On either the Quick tab or the ANOVA/Effects tab, click the Summary: Effect estimates button to produce the Effect Estimates spreadsheet.
Shown above are the last four columns of the spreadsheet, with the coefficients for the recoded (-1,0,1) factor values. The column of t-values (not shown in the illustration above) shows that all three linear effects are highly significant.
Now, click the Histogram of predicted values button. Here we see a hint of serious trouble; four of the predicted values are negative, which does not make physical sense on the number-of-cycles-to-failure dependent variable, although there is no clear evidence that the predicted values are negatively skewed.
Next, click the Normal plot button in the Probability plots of residuals group box. You can see evidence of non-linearity in the plot of Expected Normal Values and corresponding probabilities against the Residuals, with very low and very high residuals falling below and moderate residuals falling above the straight line that is expected under the ANOVA model assumptions.
The Observed vs. predicted values plot shows the same pattern, and the Detrended normal plot shows the pattern even more clearly. The Predicted vs. residual values plot shows that the relation between the Residuals and Predicted Values clearly is not uniform, and the Observed vs residual values plot shows severe non-uniformity in the relation between the Observed values and Residuals. Fortunately, the uniformity of the Residuals vs. deleted residuals plot and the Residuals vs. case numbers plot provide no evidence of outliers or serial correlation in the observations, respectively, but nevertheless it is clear the residuals do not behave as would be expected if the usual ANOVA assumptions are met.
Perhaps most troubling of all, there is clear evidence that the cell variances on Cycles are strongly related to the cell means. It does take a little bit of ingenuity to make this determination, because there is only one case in each of the 27 cells of the 3 x 3 x 3 design, so the variance in each cell is, strictly speaking, undefined. However, the relations between marginal cell means and corresponding marginal cell standard deviations for pairs of factors collapsing across the third factor can be assessed.

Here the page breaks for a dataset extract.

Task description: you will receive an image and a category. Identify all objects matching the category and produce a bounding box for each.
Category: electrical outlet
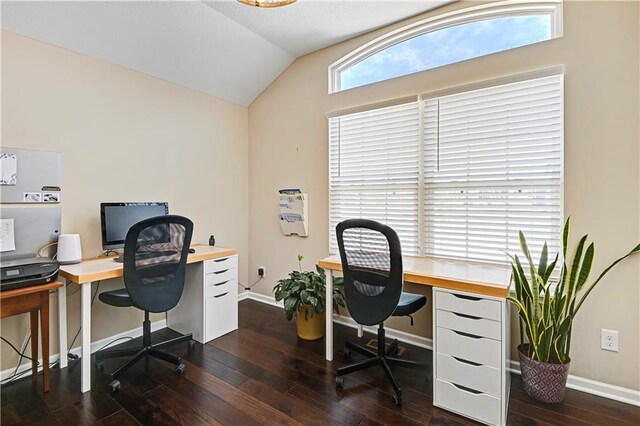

For example, on the Means tab (or the Quick tab), in the under Observed marginal means group box, click the Display button to produce a spreadsheet with the marginal cell means and standard deviations for Length and Amplitude, collapsing across Load (highlight Length and Amplitude in the Compute marginal means for dialog box). If you were to perform a correlation between these marginal means and standard deviations it would be .96, or nearly perfect.
One issue that remains, however, is whether it is better to transform a dependent variable with poorly-behaved residuals or to add higher-order terms to the prediction model to account for the non-linearity in the diagnostic plots of the residuals from the first degree polynomial (linear) model. For this example, Box and Draper (1987) present evidence that the former alternative is preferable.

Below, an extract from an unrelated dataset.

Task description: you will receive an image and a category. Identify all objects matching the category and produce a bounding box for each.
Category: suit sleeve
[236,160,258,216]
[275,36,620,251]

Shown below are the last four columns of the Effect estimates spreadsheet for the Log_Cycl dependent variable (produced by clicking the Summary: Effect estimates button on either the Quick tab or the Anova/Effects tab), with the coefficients for the recoded (-1,0,1) factor values.

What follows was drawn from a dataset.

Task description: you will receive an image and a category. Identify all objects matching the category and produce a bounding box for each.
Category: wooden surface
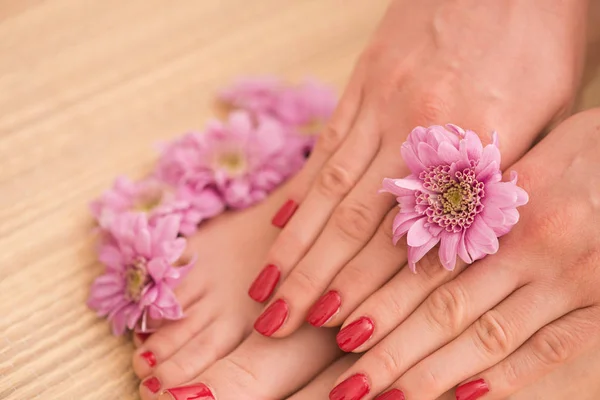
[0,0,600,400]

Of greatest interest is the R-square value of .96585, showing that virtually all of the variability in the transformed dependent variable is accounted for by the simple, first degree polynomial model. If you were to redo the analysis using the second degree polynomial model to fit the untransformed dependent variable Cycles (by selecting 2-way interactions (linear x linear) on the Model tab), the R-square value of .93788 is actually smaller. Thus, the greater complexity of a model with added higher order terms does not pay off in producing greater predictability of the untransformed dependent variable. Parsimony favors the adoption of the simpler model with the transformed dependent variable over the more complex model with the untransformed dependent variable, because in the latter case responses are explained no better than in the former.